Wrestling to predict state budget priorities as Trump era launches

Plans being pursued in Washington on major national policy areas such as health care, tax policy and infrastructure development will have enormous impact on state budgets. State officials and experts on state budgeting are wrestling with the uncertainty.
State and local government news and policy site Route 50 reports that on Thursday the Urban Institute hosted a panel of experts in Washington DC to consider some of the major questions hanging over state budget writers.
Colorado, same as states across the country, is bracing for major federal tax and spending changes and program rollbacks, and it’s no surprise repeal of the Affordable Care Act tops the list of concerns.
Debate has already opened at the Capitol on whether it is a good idea or a bad idea to eliminate the state’s Obamacare health insurance exchange, Connect for Health Colorado. Will the state exchange prove a shield for Colorado consumers against the increasingly unsure future of the federal insurance exchanges or will it become increasingly redundant and leave state taxpayers on the hook for millions or tens of millions?
At this point, discussion includes a lot of crystalballing.
The Trump administration and congressional Republican majorities are moving fast to repeal the law and slow on rolling out a fully formed replacement proposal. But the difference between “repeal” and “repeal and replace” represents a potentially enormous portion of a state budget.
Repeal without a replacement would leave states with two options, said Kim Rueben, project director of the Urban Institute’s state and local finance initiative, Route 50 reported. Rueben suggested that, in the end, the choice will be stark.
“If states do nothing, they’ll actually save a little bit of money, but millions of people will be uninsured,” she said. “If [states] decide that it’s unacceptable to have that many more people be uninsured, their costs are going to go up.”
It is difficult to imagine Colorado, with its constitutional restrictions on tax hikes, being able to act with any kind of nimbleness to keep Coloradans from falling off the insurance rolls.
Plans in Washington to block grant Medicaid funding to the states could well leave Colorado in a similar bind.

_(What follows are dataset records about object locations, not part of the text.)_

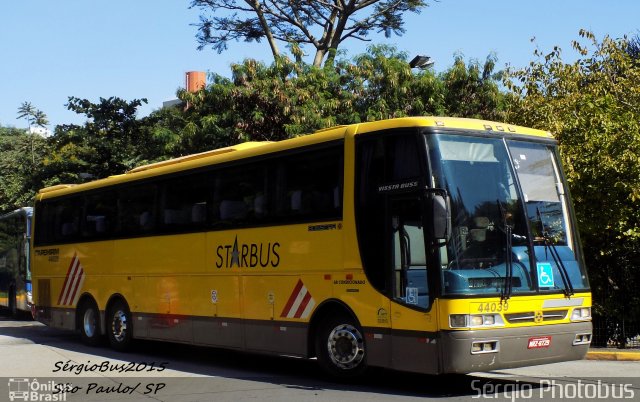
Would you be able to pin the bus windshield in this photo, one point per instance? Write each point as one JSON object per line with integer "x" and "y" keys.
{"x": 496, "y": 225}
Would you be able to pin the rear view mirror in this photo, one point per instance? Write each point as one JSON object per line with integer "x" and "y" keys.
{"x": 440, "y": 214}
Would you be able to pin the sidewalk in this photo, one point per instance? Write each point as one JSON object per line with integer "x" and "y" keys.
{"x": 613, "y": 354}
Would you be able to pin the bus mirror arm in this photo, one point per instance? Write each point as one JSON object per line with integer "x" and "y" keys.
{"x": 438, "y": 204}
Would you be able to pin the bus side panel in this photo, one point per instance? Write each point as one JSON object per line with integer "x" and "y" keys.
{"x": 162, "y": 295}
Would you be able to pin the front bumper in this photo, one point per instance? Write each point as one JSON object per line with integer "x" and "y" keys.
{"x": 512, "y": 347}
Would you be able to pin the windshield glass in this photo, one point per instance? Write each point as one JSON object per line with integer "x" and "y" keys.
{"x": 548, "y": 216}
{"x": 490, "y": 248}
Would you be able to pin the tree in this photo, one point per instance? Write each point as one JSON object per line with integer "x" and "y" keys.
{"x": 34, "y": 117}
{"x": 471, "y": 89}
{"x": 110, "y": 142}
{"x": 21, "y": 156}
{"x": 321, "y": 24}
{"x": 593, "y": 107}
{"x": 288, "y": 98}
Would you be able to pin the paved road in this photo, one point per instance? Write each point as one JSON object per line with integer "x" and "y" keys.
{"x": 42, "y": 360}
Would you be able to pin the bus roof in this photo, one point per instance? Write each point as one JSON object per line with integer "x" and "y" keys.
{"x": 249, "y": 149}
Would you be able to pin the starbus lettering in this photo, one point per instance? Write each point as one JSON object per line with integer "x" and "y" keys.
{"x": 250, "y": 255}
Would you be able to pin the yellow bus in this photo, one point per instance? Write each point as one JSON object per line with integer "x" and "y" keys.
{"x": 425, "y": 244}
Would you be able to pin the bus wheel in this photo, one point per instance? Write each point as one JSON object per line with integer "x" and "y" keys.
{"x": 89, "y": 322}
{"x": 340, "y": 347}
{"x": 13, "y": 305}
{"x": 119, "y": 326}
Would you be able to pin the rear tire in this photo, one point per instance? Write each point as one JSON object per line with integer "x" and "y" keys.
{"x": 340, "y": 347}
{"x": 89, "y": 323}
{"x": 119, "y": 326}
{"x": 13, "y": 304}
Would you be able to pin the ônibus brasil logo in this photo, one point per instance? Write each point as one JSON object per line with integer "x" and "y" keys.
{"x": 25, "y": 389}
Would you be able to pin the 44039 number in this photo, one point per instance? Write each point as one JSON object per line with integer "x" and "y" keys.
{"x": 493, "y": 307}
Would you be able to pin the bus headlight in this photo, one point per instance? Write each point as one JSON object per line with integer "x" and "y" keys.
{"x": 581, "y": 314}
{"x": 458, "y": 320}
{"x": 474, "y": 321}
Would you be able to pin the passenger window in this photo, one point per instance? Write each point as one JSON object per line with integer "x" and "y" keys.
{"x": 184, "y": 202}
{"x": 137, "y": 212}
{"x": 66, "y": 219}
{"x": 241, "y": 195}
{"x": 100, "y": 215}
{"x": 309, "y": 185}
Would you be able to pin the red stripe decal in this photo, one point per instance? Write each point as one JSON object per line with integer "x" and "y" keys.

As Rueben put it, the problem is that block grant amounts would be fixed, even though Medicaid costs rise and fall. During economic downtimes – recessions, major workforce shifts – states would be left trying to take up the slack. But the Colorado budget is consistently tight, and the state simply can’t move fast to raise new revenue.
Again, Rueben said, there’s an upside and downside to the plan being proposed in Washington.

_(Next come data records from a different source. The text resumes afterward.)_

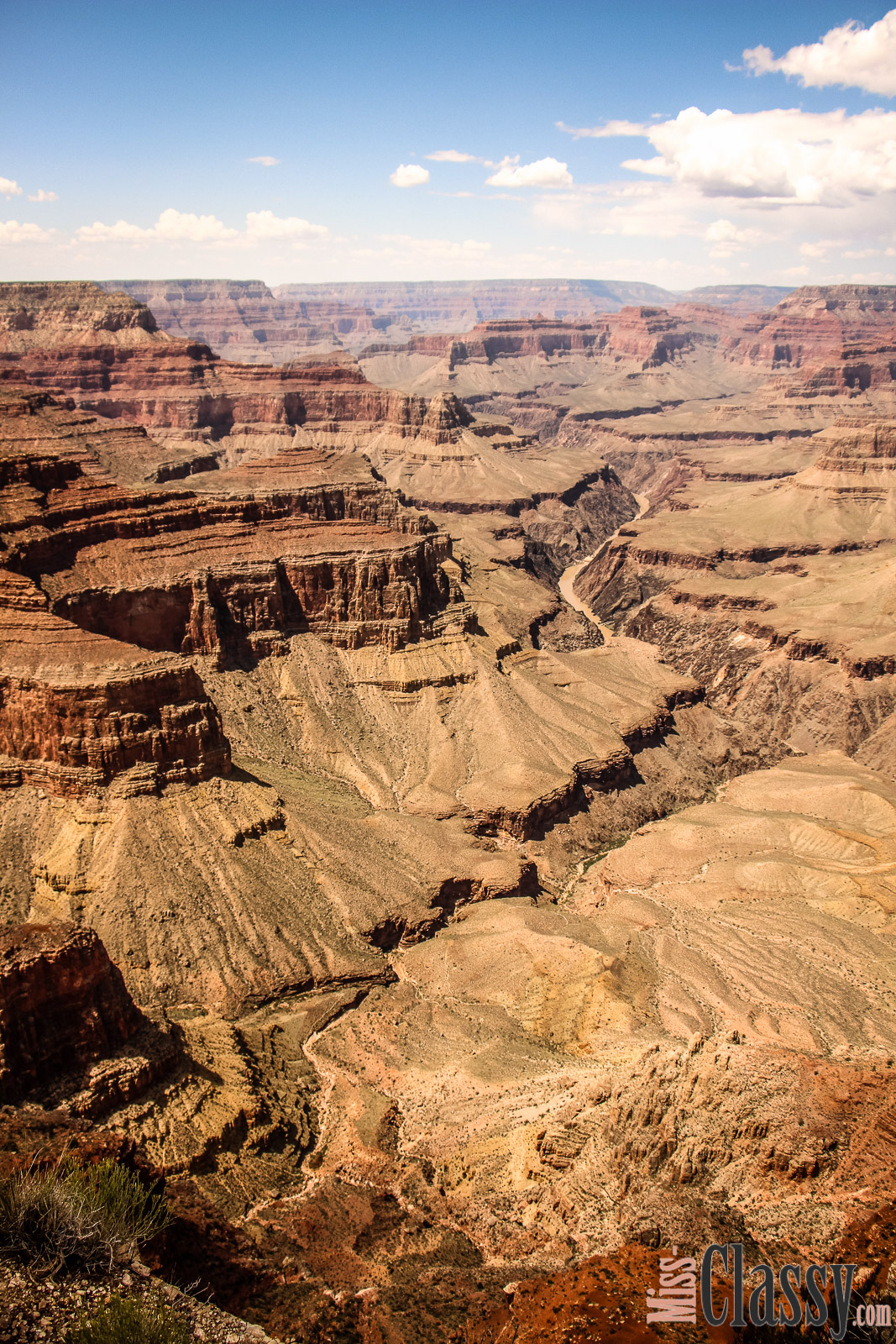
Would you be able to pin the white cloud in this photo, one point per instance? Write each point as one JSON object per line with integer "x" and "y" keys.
{"x": 849, "y": 55}
{"x": 172, "y": 226}
{"x": 730, "y": 239}
{"x": 606, "y": 132}
{"x": 426, "y": 249}
{"x": 118, "y": 233}
{"x": 777, "y": 156}
{"x": 453, "y": 156}
{"x": 207, "y": 230}
{"x": 456, "y": 156}
{"x": 543, "y": 172}
{"x": 177, "y": 228}
{"x": 265, "y": 225}
{"x": 13, "y": 233}
{"x": 410, "y": 175}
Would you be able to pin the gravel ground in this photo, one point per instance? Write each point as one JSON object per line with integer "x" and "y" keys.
{"x": 40, "y": 1310}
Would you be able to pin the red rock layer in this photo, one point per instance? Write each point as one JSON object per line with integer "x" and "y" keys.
{"x": 62, "y": 1005}
{"x": 840, "y": 338}
{"x": 244, "y": 319}
{"x": 105, "y": 351}
{"x": 651, "y": 336}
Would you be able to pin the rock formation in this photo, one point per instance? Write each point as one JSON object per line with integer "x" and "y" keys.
{"x": 244, "y": 322}
{"x": 508, "y": 884}
{"x": 63, "y": 1007}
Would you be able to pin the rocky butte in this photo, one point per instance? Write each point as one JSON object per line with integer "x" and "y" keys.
{"x": 476, "y": 763}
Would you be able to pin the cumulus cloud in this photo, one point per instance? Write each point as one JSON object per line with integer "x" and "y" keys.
{"x": 207, "y": 230}
{"x": 849, "y": 55}
{"x": 543, "y": 172}
{"x": 265, "y": 223}
{"x": 728, "y": 239}
{"x": 453, "y": 156}
{"x": 13, "y": 233}
{"x": 410, "y": 175}
{"x": 425, "y": 249}
{"x": 456, "y": 156}
{"x": 777, "y": 156}
{"x": 606, "y": 132}
{"x": 172, "y": 226}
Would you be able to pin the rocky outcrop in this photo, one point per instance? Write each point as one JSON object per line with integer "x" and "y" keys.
{"x": 651, "y": 336}
{"x": 62, "y": 1005}
{"x": 839, "y": 340}
{"x": 244, "y": 322}
{"x": 457, "y": 306}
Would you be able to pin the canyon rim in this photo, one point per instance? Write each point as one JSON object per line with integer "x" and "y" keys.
{"x": 448, "y": 721}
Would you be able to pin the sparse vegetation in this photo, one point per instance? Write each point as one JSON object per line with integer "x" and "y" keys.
{"x": 130, "y": 1320}
{"x": 78, "y": 1215}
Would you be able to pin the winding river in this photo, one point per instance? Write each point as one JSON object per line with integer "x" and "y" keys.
{"x": 573, "y": 571}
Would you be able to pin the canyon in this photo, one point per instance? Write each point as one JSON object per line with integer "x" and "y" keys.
{"x": 244, "y": 320}
{"x": 446, "y": 783}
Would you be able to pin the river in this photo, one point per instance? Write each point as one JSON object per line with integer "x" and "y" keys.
{"x": 573, "y": 571}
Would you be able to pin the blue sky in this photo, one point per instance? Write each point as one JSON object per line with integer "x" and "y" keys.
{"x": 134, "y": 140}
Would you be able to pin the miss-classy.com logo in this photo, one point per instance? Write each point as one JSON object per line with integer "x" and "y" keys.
{"x": 794, "y": 1294}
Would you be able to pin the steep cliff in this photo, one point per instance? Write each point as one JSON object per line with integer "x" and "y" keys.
{"x": 62, "y": 1005}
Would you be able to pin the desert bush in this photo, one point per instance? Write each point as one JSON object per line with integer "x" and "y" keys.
{"x": 78, "y": 1215}
{"x": 128, "y": 1320}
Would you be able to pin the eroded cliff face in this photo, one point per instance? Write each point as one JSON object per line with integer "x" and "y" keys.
{"x": 63, "y": 1008}
{"x": 773, "y": 593}
{"x": 497, "y": 941}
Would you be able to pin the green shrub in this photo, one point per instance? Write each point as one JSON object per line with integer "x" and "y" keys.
{"x": 128, "y": 1320}
{"x": 78, "y": 1215}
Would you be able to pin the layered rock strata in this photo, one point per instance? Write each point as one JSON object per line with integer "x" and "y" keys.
{"x": 62, "y": 1005}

“States would have more discretion [on Medicaid spending], but they’d also have more responsibility for making sure that all the services are covered. Given that health care costs are growing much faster than most of the economy, that could leave them on the hook for more and more over time,” she said.
Federal funds now pay 62 percent of the national $532 billion Medicaid tab. Medicaid costs in Colorado come in at $7.4 billion, according to the Kaiser Family Foundation. Large-population states, red and blue, pay many times that amount. The bill in Texas is $36 billion; in California, it’s $85 billion.
Panel members noted that Trump administration plans on infrastructure might present similar tradeoffs.
The president’s infrastructure plan as presented so far would be based around tax breaks and private investment.
That suggests that projects that hold the promise of profit will top the list, but as panelist John Hicks, executive director of the National Association of State Budget Officers, put it “good projects” will draw investors but that won;t necessarily translate into more of the nation’s worn out infrastructure being upgraded or repaired.
“It’s really the quality of the project and its ability to make returns,” Hicks said.
Rueben put a finer point on the problem.
“We don’t necessarily want bridges falling down in Nebraska just because they don’t have the volume to pay,” Rueben said.
I other words, Denver International Airport might attract money to accelerate faster into the future. A mountain county wastewater project, not so much.
Similar discussions are underway in around the energy sector. How might a federal retreat from renewable energy projects affect the energy mix and energy industry investment on the ground in Colorado?
That’s a question a newly formed energy and environment state Senate select committee expects to try to answer this session.